February 27, 2003|by SCOTT BUTKI

The City of Hagerstown is trying a new way to promote its downtown: Inserting information about downtown attractions in the monthly bills of the Hagerstown Light Department's 14,000 residential customers.

The bills being sent out this week include brochures listing March events and attractions in downtown Hagerstown.

The brochures are the start of a city experiment that involves inserting information promoting downtown into electricity bills, city spokeswoman Karen Giffin said Wednesday. The city plans to do so about four times this year, she said.

City Administrator Bruce Zimmerman suggested the city put the information in the bills as a way to encourage people to shop and visit downtown.


"We think we have a lot more going on downtown ... than people often realize," he said.

The first insert is a brochure with information on both sides. One side says "Downtown Hagerstown has something for everyone" and lists reasons for people to visit the downtown including, "Restaurants galore. One-of-a-kind shops. Spectacular music performances."

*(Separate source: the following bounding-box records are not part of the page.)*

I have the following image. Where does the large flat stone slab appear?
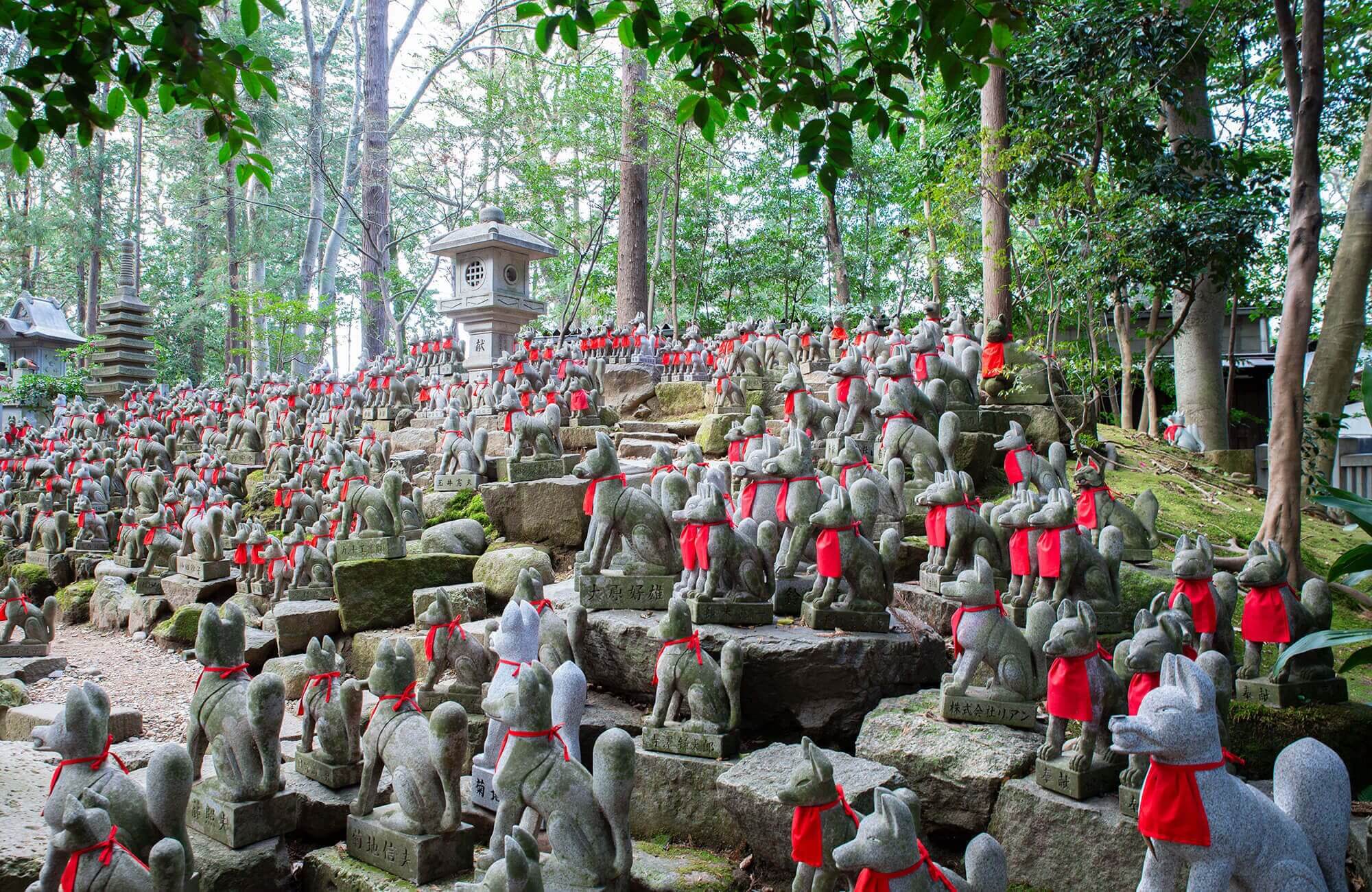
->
[628,740,741,849]
[545,580,948,745]
[0,703,143,742]
[853,690,1044,833]
[989,778,1146,891]
[719,744,906,871]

The other side lists events and attractions at the Washington County Museum of Fine Arts, Washington County Playhouse, the Washington County Free Library, the Broad Axe and other places.

"The brochure is wonderful. We have needed a coordinated plan to promote organizations and events for downtown Hagerstown," museum Director Jean Woods said.

The city has used the electric bills to provide other information to customers but this is the first time the bills have been used to promote downtown, Giffin said.

The next downtown insert, which will be sent out with the bills in about three months, will list information about downtown businesses, she said.

Mary Baykan, the library's executive director, praised the city's plans.

"I think it is great the City Hall is promoting local events. I think it is also to the benefit of consumers who can learn about what is happening downtown," Baykan said.

"Hopefully it will spur more activity downtown and get people reacquainted" with downtown, she said.